Pensava vir a Córdoba encontrar-me com Góngora, com as lições de cultismo que me levaram (insipidamente) a conhecer o barroco espanhol e o seu «siglo de oro». Já fiz os deveres e, num alfarrabista de sonho, levo uma breve antologia do mais célebre poeta e peculiar sacerdote cordobês. No entanto, à beira do Guadalquivir, num dos pilares de uma ponte vejo um graffiti, pouco elaborado de arte pictórica, que me fez pensar: «Sin poesía no hay ciudad».
Será a poesia o ordenamento territorial necessário à subsistência da cidade? Um motor de desenvolvimento económico, tipo indústria do espírito? O que seria das cidades sem os seus poetas? Como seria Córdoba sem Góngora? Continuei a andar e à senhora que vendia águas e cervejas junto à ponte romana voou-lhe a tampa da geleira onde guardava o fresco das bebidas dum final de tarde a escaldar quase aos 40°c. Exclamou baixinho, impotente, a olhar para a tampa a navegar no rio da cidade: «tu puta madre».
Deixei de divagar sobre versos a alicerçarem urbes e tive pena de ver o sustento da vendedora de cerveja e água fresca ir, literalmente, água a baixo.
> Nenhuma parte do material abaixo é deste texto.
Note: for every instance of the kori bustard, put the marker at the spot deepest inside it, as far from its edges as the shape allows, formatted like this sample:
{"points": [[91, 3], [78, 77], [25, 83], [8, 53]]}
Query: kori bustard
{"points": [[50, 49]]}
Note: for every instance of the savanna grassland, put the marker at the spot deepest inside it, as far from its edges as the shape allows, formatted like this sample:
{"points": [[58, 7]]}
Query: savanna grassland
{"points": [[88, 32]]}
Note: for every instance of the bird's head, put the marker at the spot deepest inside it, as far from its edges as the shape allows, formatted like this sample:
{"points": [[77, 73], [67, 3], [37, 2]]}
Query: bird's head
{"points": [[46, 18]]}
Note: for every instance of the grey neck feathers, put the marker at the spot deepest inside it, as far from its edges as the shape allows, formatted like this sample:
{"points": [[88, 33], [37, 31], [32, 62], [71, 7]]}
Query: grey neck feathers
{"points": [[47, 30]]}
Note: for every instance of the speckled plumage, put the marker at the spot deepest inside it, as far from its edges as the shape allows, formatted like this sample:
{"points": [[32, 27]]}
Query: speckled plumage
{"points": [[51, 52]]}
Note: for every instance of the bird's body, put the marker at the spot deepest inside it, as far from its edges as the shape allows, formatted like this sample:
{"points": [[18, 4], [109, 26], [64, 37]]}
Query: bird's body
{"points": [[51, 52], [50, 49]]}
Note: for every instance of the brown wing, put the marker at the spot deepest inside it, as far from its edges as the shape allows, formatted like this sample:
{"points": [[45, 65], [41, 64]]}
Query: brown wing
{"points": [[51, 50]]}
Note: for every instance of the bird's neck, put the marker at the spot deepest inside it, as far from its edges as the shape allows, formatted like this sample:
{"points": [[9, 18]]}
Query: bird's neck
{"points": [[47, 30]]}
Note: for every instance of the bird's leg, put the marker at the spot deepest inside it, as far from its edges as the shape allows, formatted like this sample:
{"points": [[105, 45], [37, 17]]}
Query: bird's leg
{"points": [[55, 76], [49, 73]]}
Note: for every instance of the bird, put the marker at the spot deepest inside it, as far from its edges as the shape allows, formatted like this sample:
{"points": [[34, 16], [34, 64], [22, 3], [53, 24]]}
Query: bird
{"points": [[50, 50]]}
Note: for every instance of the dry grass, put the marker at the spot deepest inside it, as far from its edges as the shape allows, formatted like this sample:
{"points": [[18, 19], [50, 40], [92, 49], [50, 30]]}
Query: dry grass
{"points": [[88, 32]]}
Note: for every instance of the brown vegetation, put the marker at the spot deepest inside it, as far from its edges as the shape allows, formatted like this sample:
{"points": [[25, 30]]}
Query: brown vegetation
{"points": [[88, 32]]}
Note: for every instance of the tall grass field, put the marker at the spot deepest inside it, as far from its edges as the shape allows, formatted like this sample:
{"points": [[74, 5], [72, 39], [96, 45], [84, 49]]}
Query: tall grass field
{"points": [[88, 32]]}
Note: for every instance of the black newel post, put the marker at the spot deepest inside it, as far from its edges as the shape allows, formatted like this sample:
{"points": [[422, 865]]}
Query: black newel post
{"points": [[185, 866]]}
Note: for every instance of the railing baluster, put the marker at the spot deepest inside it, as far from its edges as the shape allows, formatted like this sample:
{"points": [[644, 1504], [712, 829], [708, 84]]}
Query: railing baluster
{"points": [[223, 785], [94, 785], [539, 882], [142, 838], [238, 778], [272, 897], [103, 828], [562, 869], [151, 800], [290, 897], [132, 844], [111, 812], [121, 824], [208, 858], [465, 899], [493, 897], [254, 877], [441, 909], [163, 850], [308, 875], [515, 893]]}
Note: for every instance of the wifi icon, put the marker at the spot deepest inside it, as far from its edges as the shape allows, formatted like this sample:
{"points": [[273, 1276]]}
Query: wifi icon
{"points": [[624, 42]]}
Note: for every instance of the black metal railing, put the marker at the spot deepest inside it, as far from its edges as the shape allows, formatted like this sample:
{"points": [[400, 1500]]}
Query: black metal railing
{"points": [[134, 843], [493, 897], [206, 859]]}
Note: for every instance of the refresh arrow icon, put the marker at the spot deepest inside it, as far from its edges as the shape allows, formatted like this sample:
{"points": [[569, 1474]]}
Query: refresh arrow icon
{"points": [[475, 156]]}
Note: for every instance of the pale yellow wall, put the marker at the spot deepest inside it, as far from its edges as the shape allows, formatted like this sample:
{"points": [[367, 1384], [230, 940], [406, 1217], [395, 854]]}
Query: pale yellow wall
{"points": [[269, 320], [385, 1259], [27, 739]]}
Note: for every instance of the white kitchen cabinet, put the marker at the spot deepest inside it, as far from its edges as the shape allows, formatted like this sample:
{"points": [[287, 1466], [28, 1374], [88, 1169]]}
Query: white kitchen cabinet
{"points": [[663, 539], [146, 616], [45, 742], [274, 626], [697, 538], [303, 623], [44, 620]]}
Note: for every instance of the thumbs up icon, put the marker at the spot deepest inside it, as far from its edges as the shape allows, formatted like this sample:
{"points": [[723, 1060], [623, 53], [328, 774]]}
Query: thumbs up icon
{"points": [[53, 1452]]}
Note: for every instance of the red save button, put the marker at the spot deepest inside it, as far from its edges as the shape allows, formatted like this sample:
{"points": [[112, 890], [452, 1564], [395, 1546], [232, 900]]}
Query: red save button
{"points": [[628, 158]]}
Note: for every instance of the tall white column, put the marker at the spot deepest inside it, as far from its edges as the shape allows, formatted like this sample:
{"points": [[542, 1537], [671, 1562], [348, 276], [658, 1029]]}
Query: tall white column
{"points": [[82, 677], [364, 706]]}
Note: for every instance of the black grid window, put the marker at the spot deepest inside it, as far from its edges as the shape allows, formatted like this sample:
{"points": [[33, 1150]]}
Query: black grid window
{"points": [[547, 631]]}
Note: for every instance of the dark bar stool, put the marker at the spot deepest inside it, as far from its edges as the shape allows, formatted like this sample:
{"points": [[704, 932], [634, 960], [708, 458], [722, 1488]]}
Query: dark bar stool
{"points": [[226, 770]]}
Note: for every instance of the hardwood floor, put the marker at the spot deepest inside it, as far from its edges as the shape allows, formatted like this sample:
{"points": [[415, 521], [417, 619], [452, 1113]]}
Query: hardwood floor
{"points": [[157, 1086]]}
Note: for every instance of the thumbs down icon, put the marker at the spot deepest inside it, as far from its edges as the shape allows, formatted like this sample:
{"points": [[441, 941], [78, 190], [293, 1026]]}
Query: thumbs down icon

Acabei por refrescar-me junto à estátua de Averroes, sentado nuns degraus a partilharmos umas «granizadas» em família. O intelecto activo caracteriza a forma como vivo as cidades, os passos dados em caminhos desconhecedores das minhas rotinas, porém luto com convicção e, por vezes desilusão, de querer sentir a passividade da inteligência, aquela que, este médico e filósofo devoto de Aristóteles, me ensinou encontrar-se unida à alma humana, a única coisa que me parece possível conceber como divina e eterna...
Afinal, pensava vir a Córdoba encontrar-me com Góngora, mas quem reencontrei foi o meu velho mestre muçulmano.